NEW YORK -- The absence of Andrew Miller was felt again Sunday in the form of the shaking stands at Yankee Stadium. Thanks in part to a stellar effort from Mike Clevinger, Cleveland's bullpen was armed with a late lead, but it evaporated swiftly and led to a party at home plate in the Bronx.
The decisive blow was a three-run, walk-off home run by Yankees rookie Gleyber Torres, who sent a Dan Otero pitch over the wall in center to send the Tribe to a 7-4 defeat in the ninth inning. The roots of the loss can be traced to Cody Allen's entrance in the eighth, but they extend all the way back to Miller's trip to the disabled list last month.
Without their high-leverage relief weapon, the Indians' bullpen has descended into chaos.
"He's not available right now," Indians manager Terry Francona said bluntly when asked about Miller. "We've got to figure out ways to win games. We can't just win when our full complement's here. That's never going to work."
As recently as April 23, the Indians' bullpen ranked fourth in the Majors with a 2.55 ERA as a unit. Two days later, Miller grabbed his left leg after firing a pitch during an outing against the Cubs and wound up on the 10-day DL with a hamstring issue. Now, Cleveland has turned in a 9.29 bullpen ERA in its past 14 games, dropping to 28th (5.51 ERA) in MLB.
There have been factors involved in the relief corps' collapse. There was the 16-inning game against the Twins back on April 18 in Puerto Rico and -- more recently -- two extra-inning games, including one within a doubleheader, in the past six days. Righty Nicholas Goody (elbow inflammation) joined Miller on the DL last week, too.
There have been days impacted by poor weather, others sunk by abbreviated outings by starters and a wave of transactions that have rendered the bullpen almost unrecognizable. In the past five days, Ben Taylor has come and gone from Triple-A, both Matt Belisle and Jeff Beliveau were designated for assignment, and Alexi Ogando and Evan Marshall were called up.
When the Indians arrive at Miller Park in Milwaukee on Tuesday, righty Oliver Drake (acquired from the Brewers in a trade on Saturday) will join the bullpen as the latest reinforcement. Struggling starter Josh Tomlin has been moved to the 'pen to lend a hand this week, too.
"It's been very difficult," Allen said. "This game's not easy. Sometimes it can be a lot harder and that's just how it feels right now. It was a perfect storm this weekend. We're not playing our best baseball. And our bullpen, we're not throwing the ball very well right now."
Sunday's game began with a fantastic duel between Clevinger and Yankees rookie Domingo German.
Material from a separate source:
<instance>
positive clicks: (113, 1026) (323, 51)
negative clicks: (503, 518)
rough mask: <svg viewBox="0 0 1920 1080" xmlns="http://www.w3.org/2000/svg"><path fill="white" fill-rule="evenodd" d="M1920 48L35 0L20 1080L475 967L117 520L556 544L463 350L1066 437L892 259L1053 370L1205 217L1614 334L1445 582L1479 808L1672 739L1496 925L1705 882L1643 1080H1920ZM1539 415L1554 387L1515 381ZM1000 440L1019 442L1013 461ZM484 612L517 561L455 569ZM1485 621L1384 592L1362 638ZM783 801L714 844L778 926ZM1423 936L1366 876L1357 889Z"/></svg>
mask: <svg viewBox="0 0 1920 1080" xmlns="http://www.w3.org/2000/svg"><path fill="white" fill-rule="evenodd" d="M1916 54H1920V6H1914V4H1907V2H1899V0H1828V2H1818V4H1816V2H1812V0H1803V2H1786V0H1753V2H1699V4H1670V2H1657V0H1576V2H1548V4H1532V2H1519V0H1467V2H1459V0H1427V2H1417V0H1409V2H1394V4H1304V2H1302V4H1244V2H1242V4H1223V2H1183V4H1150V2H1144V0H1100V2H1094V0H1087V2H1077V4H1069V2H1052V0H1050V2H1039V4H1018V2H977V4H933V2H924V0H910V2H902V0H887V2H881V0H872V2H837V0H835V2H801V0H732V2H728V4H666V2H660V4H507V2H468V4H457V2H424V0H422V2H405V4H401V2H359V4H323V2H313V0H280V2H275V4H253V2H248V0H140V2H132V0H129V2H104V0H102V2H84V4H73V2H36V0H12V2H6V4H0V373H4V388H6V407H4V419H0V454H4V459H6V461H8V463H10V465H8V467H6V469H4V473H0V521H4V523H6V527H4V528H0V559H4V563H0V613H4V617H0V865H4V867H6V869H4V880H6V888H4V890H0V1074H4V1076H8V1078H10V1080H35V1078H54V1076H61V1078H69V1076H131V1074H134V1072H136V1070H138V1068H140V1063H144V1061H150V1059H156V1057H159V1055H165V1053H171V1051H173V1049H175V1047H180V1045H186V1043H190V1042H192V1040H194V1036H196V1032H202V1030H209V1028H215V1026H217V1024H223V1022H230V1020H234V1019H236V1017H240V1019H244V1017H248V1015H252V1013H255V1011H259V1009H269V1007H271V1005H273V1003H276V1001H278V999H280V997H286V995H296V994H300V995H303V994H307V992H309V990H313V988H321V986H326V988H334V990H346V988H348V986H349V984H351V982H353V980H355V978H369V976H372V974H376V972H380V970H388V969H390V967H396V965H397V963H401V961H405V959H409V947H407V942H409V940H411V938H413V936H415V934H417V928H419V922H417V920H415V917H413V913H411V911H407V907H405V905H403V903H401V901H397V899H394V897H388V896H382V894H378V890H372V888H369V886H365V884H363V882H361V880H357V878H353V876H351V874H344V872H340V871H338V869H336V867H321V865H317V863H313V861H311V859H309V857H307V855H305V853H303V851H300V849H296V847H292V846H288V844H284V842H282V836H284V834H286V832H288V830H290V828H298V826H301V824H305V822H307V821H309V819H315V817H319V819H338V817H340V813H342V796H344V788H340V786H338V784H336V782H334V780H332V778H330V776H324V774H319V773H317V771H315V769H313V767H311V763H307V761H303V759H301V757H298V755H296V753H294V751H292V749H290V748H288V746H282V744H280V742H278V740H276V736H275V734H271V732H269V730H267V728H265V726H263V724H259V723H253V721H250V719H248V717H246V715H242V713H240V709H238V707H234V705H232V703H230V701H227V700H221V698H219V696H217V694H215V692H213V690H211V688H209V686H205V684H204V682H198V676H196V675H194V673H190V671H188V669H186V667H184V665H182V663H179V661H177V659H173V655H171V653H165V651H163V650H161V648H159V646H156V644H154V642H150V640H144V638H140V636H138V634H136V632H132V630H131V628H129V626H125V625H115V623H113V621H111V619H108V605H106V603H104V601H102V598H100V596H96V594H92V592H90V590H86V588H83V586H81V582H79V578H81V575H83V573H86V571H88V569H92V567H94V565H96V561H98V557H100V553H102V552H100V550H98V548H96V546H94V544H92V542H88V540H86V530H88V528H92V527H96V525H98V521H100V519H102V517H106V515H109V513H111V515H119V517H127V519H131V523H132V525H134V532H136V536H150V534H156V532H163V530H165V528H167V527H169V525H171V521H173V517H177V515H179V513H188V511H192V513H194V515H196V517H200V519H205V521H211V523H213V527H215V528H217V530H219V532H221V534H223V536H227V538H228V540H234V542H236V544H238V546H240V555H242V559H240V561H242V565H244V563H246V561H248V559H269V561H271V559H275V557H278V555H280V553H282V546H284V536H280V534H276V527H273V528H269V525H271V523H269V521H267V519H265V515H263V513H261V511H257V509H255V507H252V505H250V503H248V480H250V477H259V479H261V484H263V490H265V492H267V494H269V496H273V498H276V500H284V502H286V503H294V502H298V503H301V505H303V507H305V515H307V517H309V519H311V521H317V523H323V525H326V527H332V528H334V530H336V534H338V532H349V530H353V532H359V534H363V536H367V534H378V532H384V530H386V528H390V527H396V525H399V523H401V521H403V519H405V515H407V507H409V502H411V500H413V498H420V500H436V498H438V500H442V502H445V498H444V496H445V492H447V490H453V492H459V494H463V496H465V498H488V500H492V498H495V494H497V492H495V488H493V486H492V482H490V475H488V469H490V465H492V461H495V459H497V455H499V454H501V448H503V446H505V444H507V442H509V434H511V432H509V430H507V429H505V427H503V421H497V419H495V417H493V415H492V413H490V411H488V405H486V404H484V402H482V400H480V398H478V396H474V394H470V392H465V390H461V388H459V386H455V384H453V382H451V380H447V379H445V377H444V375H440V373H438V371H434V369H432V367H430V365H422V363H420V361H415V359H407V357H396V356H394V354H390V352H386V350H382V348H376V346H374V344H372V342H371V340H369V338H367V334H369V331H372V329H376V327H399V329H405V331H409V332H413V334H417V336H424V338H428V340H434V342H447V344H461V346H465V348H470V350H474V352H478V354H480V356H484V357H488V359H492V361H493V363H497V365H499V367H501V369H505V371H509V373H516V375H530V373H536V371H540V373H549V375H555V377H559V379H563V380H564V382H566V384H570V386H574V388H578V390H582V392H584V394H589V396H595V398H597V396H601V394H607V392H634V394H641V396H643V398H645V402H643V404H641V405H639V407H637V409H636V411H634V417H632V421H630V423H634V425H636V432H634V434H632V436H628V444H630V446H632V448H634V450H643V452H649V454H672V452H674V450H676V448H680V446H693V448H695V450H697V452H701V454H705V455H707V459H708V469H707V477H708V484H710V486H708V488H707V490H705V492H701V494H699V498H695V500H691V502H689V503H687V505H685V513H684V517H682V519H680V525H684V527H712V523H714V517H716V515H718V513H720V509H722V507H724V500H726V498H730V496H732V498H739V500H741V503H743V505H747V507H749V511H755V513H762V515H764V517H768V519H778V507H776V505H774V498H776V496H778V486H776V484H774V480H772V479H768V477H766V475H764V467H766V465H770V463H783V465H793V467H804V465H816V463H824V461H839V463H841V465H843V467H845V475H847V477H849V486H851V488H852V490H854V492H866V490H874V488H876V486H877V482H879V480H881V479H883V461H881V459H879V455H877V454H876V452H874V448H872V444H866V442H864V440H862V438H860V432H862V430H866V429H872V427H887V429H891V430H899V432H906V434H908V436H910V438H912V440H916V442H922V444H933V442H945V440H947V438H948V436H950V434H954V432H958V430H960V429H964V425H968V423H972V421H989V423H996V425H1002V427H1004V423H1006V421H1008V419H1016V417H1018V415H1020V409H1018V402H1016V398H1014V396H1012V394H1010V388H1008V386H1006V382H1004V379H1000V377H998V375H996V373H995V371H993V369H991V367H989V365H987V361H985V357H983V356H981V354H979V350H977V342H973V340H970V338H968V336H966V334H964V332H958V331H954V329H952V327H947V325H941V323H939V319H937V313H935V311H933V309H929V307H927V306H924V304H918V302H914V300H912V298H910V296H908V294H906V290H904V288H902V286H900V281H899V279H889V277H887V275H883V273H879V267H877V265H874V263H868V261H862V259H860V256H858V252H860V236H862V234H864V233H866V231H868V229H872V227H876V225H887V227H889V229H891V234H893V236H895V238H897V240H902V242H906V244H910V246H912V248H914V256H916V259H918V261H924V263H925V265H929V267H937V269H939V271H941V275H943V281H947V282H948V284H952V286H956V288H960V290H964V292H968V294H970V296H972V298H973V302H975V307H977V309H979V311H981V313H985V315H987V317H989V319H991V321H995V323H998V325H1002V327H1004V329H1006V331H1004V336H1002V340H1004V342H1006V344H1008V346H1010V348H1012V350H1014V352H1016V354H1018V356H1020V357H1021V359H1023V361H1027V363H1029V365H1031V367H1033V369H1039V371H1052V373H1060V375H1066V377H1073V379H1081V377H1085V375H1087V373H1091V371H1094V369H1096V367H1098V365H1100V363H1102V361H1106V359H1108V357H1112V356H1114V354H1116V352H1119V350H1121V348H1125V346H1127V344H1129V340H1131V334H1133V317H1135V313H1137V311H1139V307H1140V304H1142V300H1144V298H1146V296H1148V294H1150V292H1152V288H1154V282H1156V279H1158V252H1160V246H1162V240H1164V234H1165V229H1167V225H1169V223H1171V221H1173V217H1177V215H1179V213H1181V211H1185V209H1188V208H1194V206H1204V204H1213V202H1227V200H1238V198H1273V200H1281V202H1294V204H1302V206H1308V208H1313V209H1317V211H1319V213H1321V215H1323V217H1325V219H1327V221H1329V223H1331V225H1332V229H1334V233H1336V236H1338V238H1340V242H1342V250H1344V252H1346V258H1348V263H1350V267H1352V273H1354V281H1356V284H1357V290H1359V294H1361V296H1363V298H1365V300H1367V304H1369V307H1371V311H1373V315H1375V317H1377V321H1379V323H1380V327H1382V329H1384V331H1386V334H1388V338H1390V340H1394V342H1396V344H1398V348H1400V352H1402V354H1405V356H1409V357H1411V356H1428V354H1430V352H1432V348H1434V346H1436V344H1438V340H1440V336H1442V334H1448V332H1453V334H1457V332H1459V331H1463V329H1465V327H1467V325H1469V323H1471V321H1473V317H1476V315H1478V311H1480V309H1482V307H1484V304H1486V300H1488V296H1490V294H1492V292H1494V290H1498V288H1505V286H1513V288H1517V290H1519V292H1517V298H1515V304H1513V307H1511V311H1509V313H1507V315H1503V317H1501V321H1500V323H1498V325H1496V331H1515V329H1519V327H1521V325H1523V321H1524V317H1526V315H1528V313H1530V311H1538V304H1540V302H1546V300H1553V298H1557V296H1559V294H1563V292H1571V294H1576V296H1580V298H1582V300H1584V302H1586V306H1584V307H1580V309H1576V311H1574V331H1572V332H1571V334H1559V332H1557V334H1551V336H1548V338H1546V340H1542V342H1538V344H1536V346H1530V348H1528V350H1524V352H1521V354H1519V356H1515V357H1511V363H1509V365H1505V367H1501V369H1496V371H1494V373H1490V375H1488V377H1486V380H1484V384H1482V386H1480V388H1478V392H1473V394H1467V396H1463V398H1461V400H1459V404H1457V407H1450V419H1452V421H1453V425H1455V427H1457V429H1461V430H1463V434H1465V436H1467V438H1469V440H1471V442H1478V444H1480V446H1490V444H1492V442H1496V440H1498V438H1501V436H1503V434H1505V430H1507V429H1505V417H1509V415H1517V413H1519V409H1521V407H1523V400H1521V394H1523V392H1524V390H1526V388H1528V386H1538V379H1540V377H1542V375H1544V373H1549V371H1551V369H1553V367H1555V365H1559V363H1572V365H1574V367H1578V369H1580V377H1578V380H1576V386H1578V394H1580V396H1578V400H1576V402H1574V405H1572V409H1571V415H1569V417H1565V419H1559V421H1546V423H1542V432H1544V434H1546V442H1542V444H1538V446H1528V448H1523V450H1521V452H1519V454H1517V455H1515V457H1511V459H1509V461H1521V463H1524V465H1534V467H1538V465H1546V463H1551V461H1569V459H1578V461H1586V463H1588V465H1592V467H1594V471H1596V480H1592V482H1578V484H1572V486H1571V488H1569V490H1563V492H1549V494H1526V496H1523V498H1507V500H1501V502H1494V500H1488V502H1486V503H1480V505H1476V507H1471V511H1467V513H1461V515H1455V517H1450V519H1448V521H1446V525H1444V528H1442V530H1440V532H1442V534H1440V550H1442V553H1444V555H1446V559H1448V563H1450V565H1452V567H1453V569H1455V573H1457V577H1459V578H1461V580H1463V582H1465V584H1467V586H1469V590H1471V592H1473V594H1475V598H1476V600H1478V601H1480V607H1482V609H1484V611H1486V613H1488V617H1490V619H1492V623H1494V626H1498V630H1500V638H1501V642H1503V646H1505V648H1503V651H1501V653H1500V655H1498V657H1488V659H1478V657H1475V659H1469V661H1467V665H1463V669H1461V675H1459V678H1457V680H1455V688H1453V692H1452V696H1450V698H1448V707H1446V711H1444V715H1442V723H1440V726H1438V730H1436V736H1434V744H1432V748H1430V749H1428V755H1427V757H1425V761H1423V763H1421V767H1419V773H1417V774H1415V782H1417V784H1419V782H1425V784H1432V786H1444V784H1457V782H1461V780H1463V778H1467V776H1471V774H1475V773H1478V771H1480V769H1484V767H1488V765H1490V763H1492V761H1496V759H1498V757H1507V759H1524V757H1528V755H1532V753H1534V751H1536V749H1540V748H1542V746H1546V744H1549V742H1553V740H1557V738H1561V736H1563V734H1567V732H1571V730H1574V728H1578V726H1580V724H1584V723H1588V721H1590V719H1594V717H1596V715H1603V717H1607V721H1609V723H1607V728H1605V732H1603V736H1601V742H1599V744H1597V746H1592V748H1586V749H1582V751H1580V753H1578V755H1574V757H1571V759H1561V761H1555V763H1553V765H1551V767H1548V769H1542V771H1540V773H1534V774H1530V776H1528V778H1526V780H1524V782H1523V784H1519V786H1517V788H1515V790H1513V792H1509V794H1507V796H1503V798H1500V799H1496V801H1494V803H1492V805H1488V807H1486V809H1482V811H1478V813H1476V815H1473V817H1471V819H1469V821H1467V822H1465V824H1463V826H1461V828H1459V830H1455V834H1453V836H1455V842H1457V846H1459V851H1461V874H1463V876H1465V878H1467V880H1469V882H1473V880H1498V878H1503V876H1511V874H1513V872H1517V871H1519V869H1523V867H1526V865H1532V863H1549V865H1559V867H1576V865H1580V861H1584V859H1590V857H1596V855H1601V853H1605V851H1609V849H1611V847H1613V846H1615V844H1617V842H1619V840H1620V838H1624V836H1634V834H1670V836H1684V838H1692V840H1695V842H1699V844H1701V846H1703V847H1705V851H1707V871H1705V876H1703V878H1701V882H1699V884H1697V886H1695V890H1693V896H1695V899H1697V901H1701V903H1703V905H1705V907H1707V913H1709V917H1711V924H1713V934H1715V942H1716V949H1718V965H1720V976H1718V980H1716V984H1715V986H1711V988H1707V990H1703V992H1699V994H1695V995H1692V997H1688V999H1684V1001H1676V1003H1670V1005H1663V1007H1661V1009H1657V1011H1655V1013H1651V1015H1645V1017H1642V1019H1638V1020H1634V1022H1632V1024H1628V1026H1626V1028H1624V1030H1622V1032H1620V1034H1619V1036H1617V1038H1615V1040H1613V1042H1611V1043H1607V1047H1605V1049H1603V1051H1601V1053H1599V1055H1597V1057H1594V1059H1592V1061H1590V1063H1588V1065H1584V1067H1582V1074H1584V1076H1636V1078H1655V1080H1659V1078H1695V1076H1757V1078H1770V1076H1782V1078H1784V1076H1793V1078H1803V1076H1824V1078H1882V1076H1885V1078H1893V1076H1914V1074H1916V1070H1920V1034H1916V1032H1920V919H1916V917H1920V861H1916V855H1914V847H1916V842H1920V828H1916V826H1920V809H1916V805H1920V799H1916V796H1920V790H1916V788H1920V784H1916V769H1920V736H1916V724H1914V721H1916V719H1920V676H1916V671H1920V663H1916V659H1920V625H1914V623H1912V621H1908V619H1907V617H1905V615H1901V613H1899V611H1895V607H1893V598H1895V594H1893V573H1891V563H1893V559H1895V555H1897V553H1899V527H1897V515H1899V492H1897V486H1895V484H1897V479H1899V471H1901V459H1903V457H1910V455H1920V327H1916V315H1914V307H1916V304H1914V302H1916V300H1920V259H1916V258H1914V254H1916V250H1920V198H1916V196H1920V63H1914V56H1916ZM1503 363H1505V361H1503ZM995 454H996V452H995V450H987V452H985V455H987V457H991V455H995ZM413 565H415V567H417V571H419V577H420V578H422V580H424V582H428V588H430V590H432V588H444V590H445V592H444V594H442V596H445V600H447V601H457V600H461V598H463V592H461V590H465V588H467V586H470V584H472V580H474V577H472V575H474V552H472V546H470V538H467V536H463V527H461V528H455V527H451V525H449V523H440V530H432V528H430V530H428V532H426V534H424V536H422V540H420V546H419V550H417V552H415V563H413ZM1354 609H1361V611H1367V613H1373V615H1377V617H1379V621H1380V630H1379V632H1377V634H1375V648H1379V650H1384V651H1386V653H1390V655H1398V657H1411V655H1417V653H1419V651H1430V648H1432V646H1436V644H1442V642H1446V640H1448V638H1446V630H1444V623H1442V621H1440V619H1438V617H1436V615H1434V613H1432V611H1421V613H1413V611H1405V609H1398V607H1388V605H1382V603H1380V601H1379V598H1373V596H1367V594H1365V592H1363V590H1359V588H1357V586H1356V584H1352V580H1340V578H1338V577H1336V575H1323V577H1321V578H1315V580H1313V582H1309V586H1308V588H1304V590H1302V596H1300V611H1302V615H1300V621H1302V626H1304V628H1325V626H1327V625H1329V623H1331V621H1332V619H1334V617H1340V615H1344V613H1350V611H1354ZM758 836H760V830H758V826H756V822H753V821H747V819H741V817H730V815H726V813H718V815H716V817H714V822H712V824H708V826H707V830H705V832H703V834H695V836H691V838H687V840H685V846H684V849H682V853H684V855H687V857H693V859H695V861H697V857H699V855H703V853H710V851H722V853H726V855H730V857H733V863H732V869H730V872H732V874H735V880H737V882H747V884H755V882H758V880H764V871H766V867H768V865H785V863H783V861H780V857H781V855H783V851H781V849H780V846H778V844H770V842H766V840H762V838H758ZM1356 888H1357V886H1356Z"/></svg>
Clevinger struck out 10 and allowed only one hit through the first seven frames, while German spun six no-hit innings, struck out nine and only exited due to a pitch limit in his first MLB start.
Cleveland's lineup finally broke through in the eighth against Yankees setup man Dellin Betances, striking for four runs on four hits. Francona opted to stick with Clevinger to start the eighth and the righty did record an out, but he also issued two walks and saw his pitch count climb to a career-high 116.
That is when Francona handed the ball to Allen.
"The idea," Francona explained, "was to try to get to Cody with one out in the eighth -- just to give him a fair chance to be able to finish -- and he ended up walking two guys. So Cody had to work so hard to get out of that inning. That's a shame. [Clevinger] pitched really good."
With two outs, Allen allowed a run-scoring single to Brett Gardner before giving up a two-run double to Aaron Judge, trimming the Tribe's lead to 4-3. The closer needed 24 pitches to escape the inning, but was given the go-ahead to return for the ninth. Aaron Hicks and Neil Walker greeted him with consecutive doubles -- the latter tying the game.
"Once they tied it," Francona said, "I don't want to kill him."
Otero took over, recorded an out, intentionally walked slugger Giancarlo Stanton and then walked off the field as Torres circled the bases and the Yankees' players stormed the field. It was the latest ugly chapter in a brutally tough two weeks for the Tribe's bullpen.
"They've been having to cover a lot of ground," Clevinger said. "They're trying to do the best they can."
HE SAID IT
"I thought he was really good. I know he's young and I know he hadn't started, but he was [throwing] three pitches and he pitched like a veteran. I thought he was really good. And as long as we chase out of the zone, especially down, they're going to keep doing it. We have to kind of earn getting some pitches up in the zone." -- Francona, on German
"He pitched his tail off. That was probably the most frustrating part about losing a game like that -- or any game our bullpen gives it up. You're coming in after a guy just worked his tail off for his team to go get a win." -- Allen, on Clevinger
Indians ace Corey Kluber (5-1, 2.41 ERA) is scheduled to take the mound on Tuesday when the Tribe takes on the Brewers at 7:40 p.m. ET in the opener of a two-game series at Miller Park. Kluber is 12-4 with a 2.19 ERA in 19 career Interleague outings. Milwaukee will counter with lefty Wade Miley (1-0, 1.50 ERA).